Low temperature assisted phase transitions in thermally evaporated Cu2Se/Ga3Se2/In3Se2 multilayer thin film structure: Raman signatures of a pristine chalcopyrite CuInxGa1-xSe2 structure

Abstract

Copper Indium Gallium Selenide (CIGS) thin film solar cell absorber layers are fabricated by the conventional co-evaporation of metal stack precursors followed by a selenization process at a high-temperature range. The article deals with an alternative approach to fabricate the CIGS layer by sequential evaporation of metal selenides followed by a low-temperature treatment (250 °C) during pre-and post-deposition processes. Our post annealing treatment on substrate heat treated film reported a first-ever pristine CuIn0.7Ga0.3Se2 thin film structure without selenization was reported at a very low temperature. A better microstructure with an enhanced grain growth, preferential (112) plane orientation, and Raman signatures of pristine chalcopyrite without a secondary Cu2-xSe phase at the surface was observed.
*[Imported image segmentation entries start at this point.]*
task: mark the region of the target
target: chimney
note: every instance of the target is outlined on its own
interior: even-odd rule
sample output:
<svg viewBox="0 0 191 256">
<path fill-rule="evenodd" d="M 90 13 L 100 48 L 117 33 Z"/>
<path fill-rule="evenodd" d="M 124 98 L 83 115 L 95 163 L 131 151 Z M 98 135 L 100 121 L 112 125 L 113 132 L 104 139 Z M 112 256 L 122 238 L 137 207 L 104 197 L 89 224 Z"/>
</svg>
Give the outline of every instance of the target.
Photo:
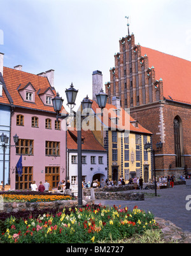
<svg viewBox="0 0 191 256">
<path fill-rule="evenodd" d="M 2 76 L 3 75 L 3 55 L 4 53 L 0 52 L 0 73 L 1 73 Z"/>
<path fill-rule="evenodd" d="M 92 74 L 92 99 L 96 101 L 96 95 L 103 89 L 103 75 L 101 71 L 96 70 Z"/>
<path fill-rule="evenodd" d="M 120 99 L 117 96 L 113 97 L 112 105 L 115 106 L 117 108 L 121 108 Z"/>
<path fill-rule="evenodd" d="M 19 70 L 20 71 L 22 71 L 22 65 L 17 65 L 14 67 L 14 69 L 16 70 Z"/>
<path fill-rule="evenodd" d="M 52 87 L 53 87 L 53 80 L 54 80 L 54 70 L 50 69 L 48 71 L 46 71 L 46 77 L 50 83 Z"/>
<path fill-rule="evenodd" d="M 46 77 L 46 72 L 40 73 L 39 74 L 37 74 L 37 75 L 39 76 Z"/>
</svg>

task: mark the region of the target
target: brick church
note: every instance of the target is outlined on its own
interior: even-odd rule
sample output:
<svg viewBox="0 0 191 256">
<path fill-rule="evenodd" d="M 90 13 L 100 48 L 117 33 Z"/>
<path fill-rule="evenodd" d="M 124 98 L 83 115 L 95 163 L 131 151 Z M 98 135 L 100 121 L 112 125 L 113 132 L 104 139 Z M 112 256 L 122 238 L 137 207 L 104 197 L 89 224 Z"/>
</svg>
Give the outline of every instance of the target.
<svg viewBox="0 0 191 256">
<path fill-rule="evenodd" d="M 129 30 L 129 28 L 128 28 Z M 123 108 L 153 133 L 157 176 L 178 178 L 191 169 L 191 62 L 135 44 L 133 34 L 120 39 L 110 82 L 108 103 L 120 99 Z"/>
</svg>

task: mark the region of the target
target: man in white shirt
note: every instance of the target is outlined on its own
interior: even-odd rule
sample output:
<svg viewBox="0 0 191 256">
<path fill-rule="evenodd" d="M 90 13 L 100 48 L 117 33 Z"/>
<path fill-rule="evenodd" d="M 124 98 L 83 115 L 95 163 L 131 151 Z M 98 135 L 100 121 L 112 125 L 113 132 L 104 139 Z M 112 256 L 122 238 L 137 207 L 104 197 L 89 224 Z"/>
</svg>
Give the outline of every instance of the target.
<svg viewBox="0 0 191 256">
<path fill-rule="evenodd" d="M 44 183 L 44 186 L 45 186 L 45 192 L 48 192 L 49 190 L 49 187 L 50 187 L 50 184 L 48 182 L 47 182 L 47 180 L 45 180 L 45 183 Z"/>
<path fill-rule="evenodd" d="M 34 180 L 32 182 L 31 187 L 31 191 L 37 191 L 36 190 L 38 189 L 38 187 Z"/>
</svg>

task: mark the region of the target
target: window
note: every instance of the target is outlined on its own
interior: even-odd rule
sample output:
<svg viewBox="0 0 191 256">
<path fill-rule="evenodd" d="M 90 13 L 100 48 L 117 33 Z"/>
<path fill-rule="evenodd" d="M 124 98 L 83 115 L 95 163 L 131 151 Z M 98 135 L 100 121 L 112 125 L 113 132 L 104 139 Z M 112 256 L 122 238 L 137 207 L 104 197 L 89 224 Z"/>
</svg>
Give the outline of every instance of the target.
<svg viewBox="0 0 191 256">
<path fill-rule="evenodd" d="M 182 146 L 182 122 L 180 117 L 177 116 L 174 119 L 174 151 L 176 154 L 176 167 L 181 167 Z"/>
<path fill-rule="evenodd" d="M 24 125 L 24 116 L 22 115 L 17 115 L 17 125 Z"/>
<path fill-rule="evenodd" d="M 55 141 L 46 141 L 46 155 L 59 155 L 60 143 Z"/>
<path fill-rule="evenodd" d="M 117 142 L 117 132 L 112 131 L 112 142 Z"/>
<path fill-rule="evenodd" d="M 136 161 L 140 161 L 140 160 L 141 160 L 140 150 L 136 150 Z"/>
<path fill-rule="evenodd" d="M 112 161 L 117 161 L 117 150 L 112 150 Z"/>
<path fill-rule="evenodd" d="M 125 161 L 129 161 L 129 150 L 125 150 Z"/>
<path fill-rule="evenodd" d="M 136 134 L 136 143 L 138 145 L 141 144 L 141 138 L 139 134 Z"/>
<path fill-rule="evenodd" d="M 86 162 L 86 155 L 81 155 L 81 164 L 87 164 Z"/>
<path fill-rule="evenodd" d="M 52 104 L 52 97 L 49 96 L 46 97 L 46 104 L 48 105 L 51 105 Z"/>
<path fill-rule="evenodd" d="M 125 136 L 124 137 L 124 143 L 127 143 L 129 144 L 129 136 Z"/>
<path fill-rule="evenodd" d="M 52 120 L 50 118 L 46 119 L 46 129 L 52 129 Z"/>
<path fill-rule="evenodd" d="M 117 143 L 112 143 L 112 148 L 117 148 Z"/>
<path fill-rule="evenodd" d="M 144 135 L 143 136 L 143 145 L 145 145 L 146 143 L 147 143 L 147 136 Z"/>
<path fill-rule="evenodd" d="M 26 92 L 26 101 L 32 101 L 32 92 Z"/>
<path fill-rule="evenodd" d="M 38 127 L 38 118 L 36 117 L 32 117 L 32 127 Z"/>
<path fill-rule="evenodd" d="M 71 176 L 71 185 L 76 185 L 77 181 L 77 176 Z"/>
<path fill-rule="evenodd" d="M 125 180 L 129 180 L 129 169 L 124 169 L 124 173 L 125 173 Z"/>
<path fill-rule="evenodd" d="M 16 153 L 19 155 L 33 155 L 33 140 L 18 139 L 16 146 Z"/>
<path fill-rule="evenodd" d="M 60 121 L 59 120 L 55 121 L 54 128 L 55 130 L 60 130 Z"/>
<path fill-rule="evenodd" d="M 77 155 L 71 156 L 71 163 L 73 164 L 77 164 Z"/>
<path fill-rule="evenodd" d="M 96 164 L 96 157 L 91 156 L 91 164 Z"/>
<path fill-rule="evenodd" d="M 148 152 L 146 150 L 144 150 L 144 160 L 148 161 Z"/>
<path fill-rule="evenodd" d="M 22 174 L 18 176 L 17 171 L 15 173 L 15 189 L 29 189 L 32 181 L 33 167 L 25 166 L 22 167 Z"/>
<path fill-rule="evenodd" d="M 103 157 L 99 157 L 99 164 L 103 164 Z"/>
<path fill-rule="evenodd" d="M 48 180 L 50 188 L 57 188 L 60 181 L 60 167 L 46 166 L 45 180 Z"/>
</svg>

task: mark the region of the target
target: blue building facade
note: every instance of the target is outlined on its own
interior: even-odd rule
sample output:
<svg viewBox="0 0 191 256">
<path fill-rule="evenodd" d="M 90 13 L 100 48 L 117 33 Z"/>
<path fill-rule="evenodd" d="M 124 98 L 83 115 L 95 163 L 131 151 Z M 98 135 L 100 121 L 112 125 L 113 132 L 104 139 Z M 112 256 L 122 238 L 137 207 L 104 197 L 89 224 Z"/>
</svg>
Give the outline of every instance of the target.
<svg viewBox="0 0 191 256">
<path fill-rule="evenodd" d="M 0 135 L 3 132 L 10 138 L 10 118 L 11 107 L 0 104 Z M 8 143 L 8 145 L 10 142 Z M 0 143 L 1 146 L 2 143 Z M 7 146 L 5 151 L 5 184 L 10 184 L 10 146 Z M 3 149 L 0 146 L 0 181 L 3 181 Z"/>
</svg>

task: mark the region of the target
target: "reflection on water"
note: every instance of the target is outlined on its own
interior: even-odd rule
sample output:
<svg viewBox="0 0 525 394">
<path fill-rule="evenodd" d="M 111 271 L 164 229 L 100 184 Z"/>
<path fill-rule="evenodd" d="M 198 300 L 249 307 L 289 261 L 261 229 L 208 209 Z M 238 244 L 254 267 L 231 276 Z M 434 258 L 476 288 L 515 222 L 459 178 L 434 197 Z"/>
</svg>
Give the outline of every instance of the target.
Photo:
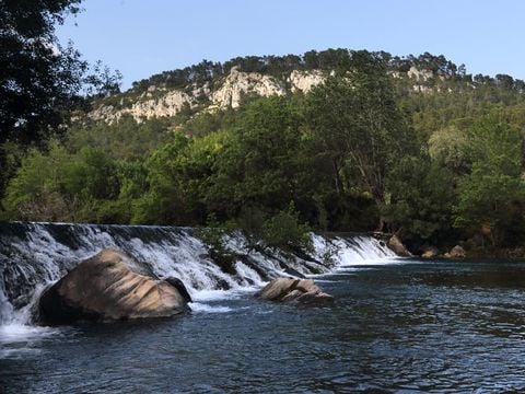
<svg viewBox="0 0 525 394">
<path fill-rule="evenodd" d="M 5 393 L 523 392 L 525 264 L 345 269 L 332 305 L 203 294 L 187 317 L 0 332 Z M 226 294 L 228 296 L 228 294 Z M 213 313 L 220 312 L 220 313 Z"/>
</svg>

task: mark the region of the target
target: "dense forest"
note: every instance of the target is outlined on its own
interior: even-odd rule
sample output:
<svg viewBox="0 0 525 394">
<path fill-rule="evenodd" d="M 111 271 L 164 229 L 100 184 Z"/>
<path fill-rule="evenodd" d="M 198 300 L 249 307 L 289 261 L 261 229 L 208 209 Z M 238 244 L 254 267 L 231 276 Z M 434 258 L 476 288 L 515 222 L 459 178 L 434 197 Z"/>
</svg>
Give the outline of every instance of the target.
<svg viewBox="0 0 525 394">
<path fill-rule="evenodd" d="M 117 93 L 117 78 L 86 73 L 91 95 L 59 91 L 27 120 L 2 112 L 0 218 L 236 228 L 276 246 L 302 245 L 310 230 L 395 232 L 416 252 L 525 244 L 523 81 L 472 77 L 444 56 L 328 49 L 202 61 L 125 94 L 213 86 L 233 66 L 327 77 L 307 94 L 247 97 L 236 109 L 107 124 L 79 113 Z M 412 67 L 430 71 L 428 89 L 412 88 Z"/>
</svg>

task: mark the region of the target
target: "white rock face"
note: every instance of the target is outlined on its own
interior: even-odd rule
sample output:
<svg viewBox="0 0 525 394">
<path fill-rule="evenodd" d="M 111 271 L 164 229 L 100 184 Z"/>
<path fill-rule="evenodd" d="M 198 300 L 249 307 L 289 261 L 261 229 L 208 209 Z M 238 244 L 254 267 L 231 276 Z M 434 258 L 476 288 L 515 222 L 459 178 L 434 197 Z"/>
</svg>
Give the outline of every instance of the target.
<svg viewBox="0 0 525 394">
<path fill-rule="evenodd" d="M 237 108 L 246 94 L 268 97 L 285 93 L 284 88 L 272 77 L 258 72 L 243 72 L 238 70 L 238 67 L 232 67 L 223 85 L 211 93 L 210 99 L 220 108 Z"/>
<path fill-rule="evenodd" d="M 288 79 L 292 85 L 292 93 L 307 93 L 312 88 L 325 82 L 325 77 L 320 70 L 298 71 L 293 70 Z"/>
<path fill-rule="evenodd" d="M 408 78 L 415 78 L 418 82 L 427 82 L 434 77 L 434 73 L 431 70 L 420 70 L 416 67 L 410 67 L 410 70 L 407 71 L 407 76 Z"/>
<path fill-rule="evenodd" d="M 151 92 L 149 95 L 151 96 Z M 115 109 L 113 105 L 101 105 L 88 116 L 93 120 L 105 120 L 112 124 L 129 114 L 135 120 L 141 121 L 143 118 L 175 116 L 185 105 L 195 106 L 195 99 L 185 92 L 172 90 L 156 99 L 138 101 L 130 108 Z"/>
</svg>

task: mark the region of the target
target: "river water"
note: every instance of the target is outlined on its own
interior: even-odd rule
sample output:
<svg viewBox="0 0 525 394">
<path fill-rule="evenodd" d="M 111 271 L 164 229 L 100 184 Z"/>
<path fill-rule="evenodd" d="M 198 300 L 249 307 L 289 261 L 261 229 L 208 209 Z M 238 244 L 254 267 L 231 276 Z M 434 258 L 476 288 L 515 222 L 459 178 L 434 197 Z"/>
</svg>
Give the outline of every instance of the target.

Electron microscopy studies affirm the polycrystalline nature of film structure. Optical analyses have shown near-optimum values as of standard absorber layers. Crucial optical parameters such as refractive index, static and high-frequency dielectric constants were estimated by different relations. The values are concurrent with the semiconductor scale. These features in a low-temperature range optimistically land them as promising candidates in flexible electronics.